Mínima energía, máxima ironía

Los invitados cenaban en el elegante salón principal del crucero. La velada se desarrollaba de forma tranquila. Las olas acunaban a los pasajeros y daban a las conversaciones un aire sosegado, casi somnoliento.

Al final de la cena, justo antes del postre, empezaron los gritos. Comenzaron como una conversación normal, que fue subiendo de tono hasta que todos detuvieron lo que estaban haciendo y se volvieron hacia ellos con curiosidad.

Dos personas, una joven y otra mayor estaban discutiendo.

•Eso es imposible - gritó el hombre más mayor - Dios no juega a los dados.


•¡Pero si estamos de acuerdo! - le respondió su acompañante, varias décadas más joven. - Dios lanza los dados, pero no juega con ellos porque realmente están trucados.


El anciano realizó un gesto despectivo y puso los ojos en blanco. Lanzó un largo y paciente suspiro y continuó hablando. El tono de sus palabras era el de un maestro que repite una lección múltiples veces enseñada.

•Todos los experimentos indican que el principio de incertidumbre de Heisenberg …

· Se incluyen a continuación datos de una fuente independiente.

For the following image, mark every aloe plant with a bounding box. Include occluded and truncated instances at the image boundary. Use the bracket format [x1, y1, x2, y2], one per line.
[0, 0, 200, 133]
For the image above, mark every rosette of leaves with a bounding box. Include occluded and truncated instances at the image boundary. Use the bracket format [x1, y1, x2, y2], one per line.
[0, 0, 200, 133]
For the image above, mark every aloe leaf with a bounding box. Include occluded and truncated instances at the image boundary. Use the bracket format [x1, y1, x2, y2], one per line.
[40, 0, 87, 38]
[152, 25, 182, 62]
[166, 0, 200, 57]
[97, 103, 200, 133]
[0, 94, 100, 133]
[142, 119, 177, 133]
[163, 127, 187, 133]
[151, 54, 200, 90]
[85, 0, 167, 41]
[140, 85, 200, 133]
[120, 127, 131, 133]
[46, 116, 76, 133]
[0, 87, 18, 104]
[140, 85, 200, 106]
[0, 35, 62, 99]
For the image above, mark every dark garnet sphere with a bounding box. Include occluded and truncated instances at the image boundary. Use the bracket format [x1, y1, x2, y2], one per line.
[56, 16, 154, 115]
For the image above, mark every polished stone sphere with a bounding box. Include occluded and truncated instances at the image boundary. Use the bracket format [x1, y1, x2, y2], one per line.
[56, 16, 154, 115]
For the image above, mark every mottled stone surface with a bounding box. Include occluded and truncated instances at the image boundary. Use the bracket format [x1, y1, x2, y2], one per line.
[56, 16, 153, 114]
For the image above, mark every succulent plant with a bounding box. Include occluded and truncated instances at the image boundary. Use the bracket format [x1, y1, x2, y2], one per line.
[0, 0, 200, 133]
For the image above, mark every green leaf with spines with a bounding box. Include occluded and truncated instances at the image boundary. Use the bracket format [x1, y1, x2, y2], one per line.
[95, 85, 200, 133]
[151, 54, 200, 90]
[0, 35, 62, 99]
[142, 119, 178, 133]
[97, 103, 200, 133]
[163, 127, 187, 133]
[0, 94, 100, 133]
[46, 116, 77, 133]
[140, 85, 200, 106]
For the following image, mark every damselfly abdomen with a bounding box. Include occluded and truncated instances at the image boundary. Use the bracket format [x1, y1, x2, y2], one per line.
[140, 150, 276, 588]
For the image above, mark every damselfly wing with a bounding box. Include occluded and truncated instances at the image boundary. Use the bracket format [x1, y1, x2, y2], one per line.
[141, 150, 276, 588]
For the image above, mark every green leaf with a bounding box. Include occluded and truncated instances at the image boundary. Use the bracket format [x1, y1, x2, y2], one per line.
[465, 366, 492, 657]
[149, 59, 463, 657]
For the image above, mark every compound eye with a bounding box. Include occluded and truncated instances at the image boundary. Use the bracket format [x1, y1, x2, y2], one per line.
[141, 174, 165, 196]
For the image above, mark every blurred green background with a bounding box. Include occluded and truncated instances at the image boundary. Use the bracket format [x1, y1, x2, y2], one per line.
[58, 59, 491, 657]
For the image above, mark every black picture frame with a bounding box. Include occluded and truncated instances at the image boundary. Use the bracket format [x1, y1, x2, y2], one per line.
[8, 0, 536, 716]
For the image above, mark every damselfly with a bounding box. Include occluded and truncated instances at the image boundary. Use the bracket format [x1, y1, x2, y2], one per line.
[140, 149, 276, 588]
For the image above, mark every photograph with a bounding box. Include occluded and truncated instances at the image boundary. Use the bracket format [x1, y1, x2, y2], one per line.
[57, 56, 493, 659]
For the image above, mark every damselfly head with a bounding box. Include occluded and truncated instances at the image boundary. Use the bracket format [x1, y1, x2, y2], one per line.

•Ese principio es el margen que tiene la física para poder influir en el mundo. Sé que es un margen muy pequeño pero ese margen existe en cada partícula del universo.


•Bien, eso podría aceptarlo. Pero su segundo postulado…


•Sí… Mi teoría postula que la fuerza que guía el universo es la ironía. Alguien… tal vez Dios... o espíritus… tiene un gran sentido del humor y aprovecha el principio de incertidumbre para influir en el mundo. Es lo que llamamos mala suerte.


•¿Y la buena suerte?


•La buena suerte es sólo un subproducto. Alguien tiene que ganar la lotería para que miles la pierdan. Alguien tiene que conseguir el trabajo que pierdes por un atasco.


•¡Los físicos habrían encontrado una prueba de esa desviación en las medidas!


•No, porque el resultado más irónico es que las medidas parezcan aleatorias cuando se busca un patrón.


•No creo que haya podido dar una definición matemática formal de la ironía - la voz era ya temblorosa.


•Bueno, otros la dieron del desorden. ¿Ha olvidado la definición informal de la entropía?


•De todas formas, ¿de qué sirve todo esto? - preguntó el anciano - ¿Cómo lo podrá demostrar?


•Como todas las teorías físicas, cuando se conocen y se cuantifican permiten modificar el mundo. Buscar la solución que mejor se aproxima a nuestros intereses. Precisamente, eso es lo que he hecho en este crucero. He encontrado un mínimo local en las ecuaciones que hará que lleguemos a destino en un tiempo casi imposible. Seremos famoso. Entonces explicaré mi teoría al mundo.


En ese momento, el anciano lanzó un largo suspiro, apuró su copa y la dejó con un golpe sobre la mesa. Después, se marchó de la mesa murmurando. El más joven sonrió. Había ganado la discusión y, en cuanto el barco llegase a puerto mucho antes de lo esperado, habría conseguido su demostración. Pidió otra copa y se quedó absorto en sus fantasías.
El resto de los pasajeros, una vez acabada la discusión, perdieron el interés y continuaron con sus distracciones. Esa noche había un baile y probablemente bajase el capitán para charlar con los pasajeros. La vida y la diversión continuaban en el Titanic.